Doegnes cantou e encantou a Baixada Maranhense. Dono de uma voz inconfundível. Era carinhoso e amigo. Sempre vestido em cores vibrantes, que resplandeciam a beleza de seu coração puro. O seu público sempre o recebia com o tradicional: “Vem, Doegnes, cante pra gente”.

Doegnes Soares era filho de José Martins Soares, que atendia pela alcunha de Zé Macaco, e Dona Catarina Amorim. Filho de uma família de 7 irmãos. Sua esposa é conhecida carinhosamente como Dona Bebel. Deixa 3 filhos: Guiguito, Júnior e Diná.

Desde garoto percebeu que nascera com um dom raro.

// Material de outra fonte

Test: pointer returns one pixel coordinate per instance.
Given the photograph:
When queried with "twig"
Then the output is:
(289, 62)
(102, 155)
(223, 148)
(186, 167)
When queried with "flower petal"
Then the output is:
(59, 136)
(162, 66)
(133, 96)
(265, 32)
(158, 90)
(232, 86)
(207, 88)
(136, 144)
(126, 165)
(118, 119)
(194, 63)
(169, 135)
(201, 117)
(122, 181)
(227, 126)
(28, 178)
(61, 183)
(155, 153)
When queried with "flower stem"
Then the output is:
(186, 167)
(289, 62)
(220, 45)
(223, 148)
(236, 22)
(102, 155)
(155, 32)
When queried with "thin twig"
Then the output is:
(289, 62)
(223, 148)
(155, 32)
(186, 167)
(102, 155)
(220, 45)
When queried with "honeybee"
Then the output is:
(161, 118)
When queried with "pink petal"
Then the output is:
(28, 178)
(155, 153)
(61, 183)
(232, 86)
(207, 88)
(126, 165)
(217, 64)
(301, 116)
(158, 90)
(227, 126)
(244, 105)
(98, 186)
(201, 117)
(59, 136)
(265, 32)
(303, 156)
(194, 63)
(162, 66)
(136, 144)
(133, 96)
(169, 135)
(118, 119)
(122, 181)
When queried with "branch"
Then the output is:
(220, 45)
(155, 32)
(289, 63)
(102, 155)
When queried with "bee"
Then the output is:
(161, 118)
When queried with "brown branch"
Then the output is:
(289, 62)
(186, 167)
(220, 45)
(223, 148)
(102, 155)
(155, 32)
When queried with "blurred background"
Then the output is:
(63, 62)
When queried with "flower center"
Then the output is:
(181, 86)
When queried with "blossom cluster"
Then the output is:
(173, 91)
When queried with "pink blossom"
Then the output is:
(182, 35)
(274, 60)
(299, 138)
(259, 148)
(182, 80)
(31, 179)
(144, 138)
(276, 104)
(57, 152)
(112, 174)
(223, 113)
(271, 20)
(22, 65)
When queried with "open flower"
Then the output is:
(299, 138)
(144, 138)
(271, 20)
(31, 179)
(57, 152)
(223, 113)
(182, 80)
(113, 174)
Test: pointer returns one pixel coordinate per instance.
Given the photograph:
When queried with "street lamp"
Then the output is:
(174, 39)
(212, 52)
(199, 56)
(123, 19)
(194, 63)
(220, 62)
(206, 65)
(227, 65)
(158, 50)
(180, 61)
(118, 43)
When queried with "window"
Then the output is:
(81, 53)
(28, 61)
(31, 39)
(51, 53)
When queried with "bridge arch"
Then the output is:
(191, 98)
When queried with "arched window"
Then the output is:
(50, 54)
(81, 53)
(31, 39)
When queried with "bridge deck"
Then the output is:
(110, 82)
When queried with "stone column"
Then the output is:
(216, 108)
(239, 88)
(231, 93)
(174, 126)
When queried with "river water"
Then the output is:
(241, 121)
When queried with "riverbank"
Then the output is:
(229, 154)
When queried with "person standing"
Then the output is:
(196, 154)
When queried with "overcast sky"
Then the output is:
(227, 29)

Segundo a sua mãe, Doegnes  iniciou a vida artística tocando tambor, com o pai, que era motivo de grande alegria ao pai.

Certa noite, depois de uma de apresentação, o pai de Doegnes disse à sua esposa, se referindo ao filho:

Ah, minha mulher, agora eu posso me despreocupar porque eu já tenho quem fique no meu lugar, porque meu filho tocou 3 marchas de tambor que eu chorei demais, foi a coisa mais linda que eu já vi na minha vida.

Seus cantos não demoraram invadir os carnavais e diversos festivais. Integrou a Super Banda Miragem. Participou de bandas e grupos musicais de Pinheiro e de toda a região. Recebeu propostas de outros estados, mas preferiu não deixar sua família, seus amigos, seu torrão. o artista sempre se orgulhou da arte da qual fez sua profissão, e repetia com orgulho:

Eu nasci com um dom do canto. E que, modéstia à parte, também faz parte da História de Pinheiro e que se adaptou à evolução da cidade.

Doegnes passou a ser presença marcante e indispensável nas apresentações na Baixada Maranhense, para a qual dedicou a sua vida e arte. Deixa saudades. O consolo é que a sua obra está imortalizada  nos corações e mentes da Nação Baixadeira.

Algumas informações desta matéria podem estar desatualizadas, pois grande parte delas, foram coletadas em documentários de 2017 e 2018, publicados no youtube.